A long time ago, a web server I look after (divf.eng.cam.ac.uk) would regularly get into a (irretrievably) wedged state, and a while later people would complain.
It was unobvious what was causing this, and disruptive that it was happening. So as a quick fix, I wrote a script that ran every hour on the xen host whose guest it was, which attempted to fetch http://divf.eng.cam.ac.uk/, using wget with a 5s timeout, and if that failed, ran the xm command to send Magic SysRq syncs followed by Magic SysRq reboot to the guest.
Fast forward many months, and the “This is Division F” page that used to be at that URL was no longer the official “This is Division F” page (which was now in the control of a more central office, on a more central web server).
So, to avoid having a dangling, unmaintained and increasingly out-of-date page that might cause confusion, I made http://divf.eng.cam.ac.uk be a redirect to the new “official” page.
Of course, the wget command I used now always failed because it was designed to only succeed if it directly fetched a page, and regarded a redirect as a failure.
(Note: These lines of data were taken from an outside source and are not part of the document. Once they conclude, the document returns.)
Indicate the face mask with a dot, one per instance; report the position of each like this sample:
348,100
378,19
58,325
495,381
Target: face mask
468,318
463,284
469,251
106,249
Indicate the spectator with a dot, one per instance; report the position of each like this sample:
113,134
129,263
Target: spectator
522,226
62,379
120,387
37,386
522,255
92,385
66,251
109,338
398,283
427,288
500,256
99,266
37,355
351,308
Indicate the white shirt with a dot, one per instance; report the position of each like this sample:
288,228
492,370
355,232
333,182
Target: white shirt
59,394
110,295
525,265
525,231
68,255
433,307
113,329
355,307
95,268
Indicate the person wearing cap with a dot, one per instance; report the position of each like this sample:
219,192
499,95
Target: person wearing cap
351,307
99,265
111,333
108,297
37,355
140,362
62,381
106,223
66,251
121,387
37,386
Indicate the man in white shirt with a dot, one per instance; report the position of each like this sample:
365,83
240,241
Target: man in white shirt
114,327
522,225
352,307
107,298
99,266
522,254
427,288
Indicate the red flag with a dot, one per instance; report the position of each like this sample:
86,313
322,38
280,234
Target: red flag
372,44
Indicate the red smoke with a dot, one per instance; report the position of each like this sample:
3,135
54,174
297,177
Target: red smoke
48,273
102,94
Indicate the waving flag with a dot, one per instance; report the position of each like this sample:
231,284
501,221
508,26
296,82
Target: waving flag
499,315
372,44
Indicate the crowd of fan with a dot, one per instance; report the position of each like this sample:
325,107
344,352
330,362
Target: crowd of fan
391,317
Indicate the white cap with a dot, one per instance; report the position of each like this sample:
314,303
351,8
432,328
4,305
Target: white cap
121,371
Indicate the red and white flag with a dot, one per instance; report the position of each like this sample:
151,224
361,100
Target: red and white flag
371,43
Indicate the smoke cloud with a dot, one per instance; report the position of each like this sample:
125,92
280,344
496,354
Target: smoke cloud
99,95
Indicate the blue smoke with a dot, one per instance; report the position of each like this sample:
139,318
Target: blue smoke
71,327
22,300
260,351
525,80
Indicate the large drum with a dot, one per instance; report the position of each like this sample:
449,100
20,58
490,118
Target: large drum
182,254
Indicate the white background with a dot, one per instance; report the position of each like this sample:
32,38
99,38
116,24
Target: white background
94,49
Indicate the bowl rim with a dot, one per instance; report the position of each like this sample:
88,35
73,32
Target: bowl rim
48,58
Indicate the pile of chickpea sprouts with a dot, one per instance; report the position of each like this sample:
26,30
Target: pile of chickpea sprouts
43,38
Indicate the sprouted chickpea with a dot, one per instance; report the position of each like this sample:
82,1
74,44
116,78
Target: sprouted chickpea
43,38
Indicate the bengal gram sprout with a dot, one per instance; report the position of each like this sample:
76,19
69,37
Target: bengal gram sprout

I just noticed that divf.eng.cam.ac.uk has been rebooting every hour for quite some time.
[Trivial fix – the script now tries to fetch http://divf.eng.cam.ac.uk/robots.txt ]
The interesting question is how to record dependencies like this so that one is reminded of them when one makes apparently entirely unrelated changes to systems months or years later. And to do so in such a way that the resulting “change management” framework doesn’t utterly stifle creativity, and indeed cause a crippling inability to do anything at all.
(preferable to have a web server rebooting every hour (which no-one has noticed, because it only takes a couple of seconds to reboot), than nothing at all)
John Sloan says
My solution to similar problems is to have restart scripts of this nature be sufficiently noisy when they do things (i.e. cause the cron to generate an email) makes a change of behaviour from occasional to clearly every hour a lot more noticeable, at the cost of a little more spam under normal conditions.
Patrick Gosling says
A getting there from here problem – first I have to reduce the noise of all the other cron jobs so that this kind of thing stands out. [ Not that I’m saying that would be a bad thing … ]